貧血になると、身体は酸素不足を補うために心拍数や呼吸数を増やします。そのため、階段の昇り降りや早歩きなどで、動悸や息切れを感じることがあります。

めまい

脳への酸素供給が不足すると、めまいや頭痛、耳鳴り、立ちくらみなどが現れることがあります。意識が遠のくような感覚を伴う場合もあります。

氷を食べたくなる

鉄欠乏性貧血では、栄養価のないものを無性に食べたくなる異食症が現れることがあります。なかでも、大量の氷を繰り返し食べたくなる氷食症は特徴的です。

脚がむずむずする

夕方から夜間にかけて、脚に虫がはうような不快感が生じ、動かしたくなることがあります。鉄不足は、むずむず脚症候群の原因の一つです。

爪が反り返る

鉄欠乏が長期間続くと、爪が薄く、もろくなることがあります。さらに進むと、中央がへこみ、スプーンのように反り返る匙状爪が現れます。

フェリチンが少なくなるとどんな病気が疑われる?

フェリチンが少なくなるとどんな病気が疑われる?

フェリチンが低下する背景には、鉄の摂取不足だけでなく、慢性的な出血や吸収障害を伴う病気が隠れている場合があります。

鉄欠乏性貧血

鉄欠乏性貧血は、貯蔵鉄が減少し、赤血球を作るための鉄を十分に供給できなくなることで起こります。食事から摂取する鉄の不足や、月経、消化管からの出血、吸収障害などが原因です。治療では、原因を調べたうえで、鉄剤を用いて鉄を補います。
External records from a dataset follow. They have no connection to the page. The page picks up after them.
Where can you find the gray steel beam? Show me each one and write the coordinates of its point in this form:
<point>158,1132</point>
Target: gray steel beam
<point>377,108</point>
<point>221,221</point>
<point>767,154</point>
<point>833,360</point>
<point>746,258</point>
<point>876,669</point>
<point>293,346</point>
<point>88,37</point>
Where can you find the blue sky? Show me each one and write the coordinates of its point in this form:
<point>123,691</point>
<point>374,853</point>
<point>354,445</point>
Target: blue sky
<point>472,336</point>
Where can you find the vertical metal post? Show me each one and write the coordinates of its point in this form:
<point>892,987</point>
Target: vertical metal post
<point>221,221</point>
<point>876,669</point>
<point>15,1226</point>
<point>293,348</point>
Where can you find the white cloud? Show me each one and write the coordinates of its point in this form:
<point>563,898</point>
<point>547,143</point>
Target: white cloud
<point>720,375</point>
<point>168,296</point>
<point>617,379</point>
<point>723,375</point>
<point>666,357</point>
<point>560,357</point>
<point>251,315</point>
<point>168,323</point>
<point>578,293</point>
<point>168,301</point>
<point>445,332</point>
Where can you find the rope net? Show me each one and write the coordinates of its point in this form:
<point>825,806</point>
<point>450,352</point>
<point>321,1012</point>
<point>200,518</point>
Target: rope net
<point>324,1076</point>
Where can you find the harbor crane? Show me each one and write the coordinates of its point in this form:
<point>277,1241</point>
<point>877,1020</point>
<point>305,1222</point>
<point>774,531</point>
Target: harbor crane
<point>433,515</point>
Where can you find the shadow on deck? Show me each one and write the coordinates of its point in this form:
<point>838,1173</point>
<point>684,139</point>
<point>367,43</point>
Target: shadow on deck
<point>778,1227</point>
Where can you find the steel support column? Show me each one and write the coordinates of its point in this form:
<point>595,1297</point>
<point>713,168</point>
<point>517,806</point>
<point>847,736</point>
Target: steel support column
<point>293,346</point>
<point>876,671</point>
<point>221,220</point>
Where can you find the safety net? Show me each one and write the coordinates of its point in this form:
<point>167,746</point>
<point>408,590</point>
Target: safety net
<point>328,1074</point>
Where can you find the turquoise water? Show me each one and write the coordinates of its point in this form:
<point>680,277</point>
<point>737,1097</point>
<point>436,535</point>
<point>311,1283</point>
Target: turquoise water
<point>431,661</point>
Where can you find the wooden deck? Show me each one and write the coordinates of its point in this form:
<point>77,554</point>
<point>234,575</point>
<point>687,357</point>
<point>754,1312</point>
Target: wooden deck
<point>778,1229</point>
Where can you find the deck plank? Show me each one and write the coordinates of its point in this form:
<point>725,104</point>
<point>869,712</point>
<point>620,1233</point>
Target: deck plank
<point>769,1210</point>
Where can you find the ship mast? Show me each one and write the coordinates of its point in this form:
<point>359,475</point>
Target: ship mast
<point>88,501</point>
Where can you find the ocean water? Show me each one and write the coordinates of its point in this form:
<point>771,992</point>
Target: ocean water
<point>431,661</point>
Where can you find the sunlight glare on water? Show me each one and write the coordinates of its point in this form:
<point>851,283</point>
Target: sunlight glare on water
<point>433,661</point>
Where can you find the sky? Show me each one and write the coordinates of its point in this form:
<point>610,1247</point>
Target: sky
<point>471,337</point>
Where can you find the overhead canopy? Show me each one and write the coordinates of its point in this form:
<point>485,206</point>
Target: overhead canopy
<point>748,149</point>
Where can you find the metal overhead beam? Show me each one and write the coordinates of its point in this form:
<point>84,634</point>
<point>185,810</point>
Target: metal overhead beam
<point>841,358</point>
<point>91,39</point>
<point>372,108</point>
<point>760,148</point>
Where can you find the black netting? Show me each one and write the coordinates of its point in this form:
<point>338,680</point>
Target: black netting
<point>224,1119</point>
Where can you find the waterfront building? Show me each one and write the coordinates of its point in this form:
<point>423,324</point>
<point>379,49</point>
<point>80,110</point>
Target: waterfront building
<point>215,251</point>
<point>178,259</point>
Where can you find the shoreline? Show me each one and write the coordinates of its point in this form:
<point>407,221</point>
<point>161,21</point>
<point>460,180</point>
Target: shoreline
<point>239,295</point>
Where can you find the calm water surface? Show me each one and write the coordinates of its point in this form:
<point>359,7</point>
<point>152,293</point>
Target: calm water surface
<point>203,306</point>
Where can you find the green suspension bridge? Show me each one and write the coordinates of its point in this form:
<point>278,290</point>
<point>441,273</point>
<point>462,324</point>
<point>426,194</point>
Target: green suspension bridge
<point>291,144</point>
動悸や息切れ、強い倦怠感が続く場合や、健康診断でヘモグロビン値やフェリチン値の低下を指摘された場合は、一般内科や血液内科を受診してください。

子宮筋腫などの婦人科疾患

閉経前の女性では、過多月経などの性器出血が鉄欠乏の主な原因です。子宮筋腫や子宮内膜ポリープなどで経血量が増えると、鉄が失われ、フェリチンが低下します。治療では、鉄剤で補いながら、必要に応じてホルモン療法や手術療法を行います。ナプキンが短時間でもたない、血の塊が出る、月経が長引く、不正出血がある場合は、婦人科や産婦人科を受診してください。

胃潰瘍や大腸がんなどの消化器疾患

男性や閉経後の女性でフェリチンが低下している場合は、消化管からの慢性的な出血が疑われます。胃・十二指腸潰瘍や胃がん、大腸がん、大腸憩室などが出血源になることが多いです。また、ヘリコバクター・ピロリ菌感染による萎縮性胃炎が、鉄の吸収を妨げる場合もあります。治療では、鉄剤で補いながら、必要に応じて潰瘍の治療や腫瘍の切除、ピロリ菌の除菌を行います。黒い便や血便が出る、胃痛や腹痛が続く、男性や閉経後の女性で原因が分からない貧血を指摘された場合は、消化器内科や胃腸科を受診してください。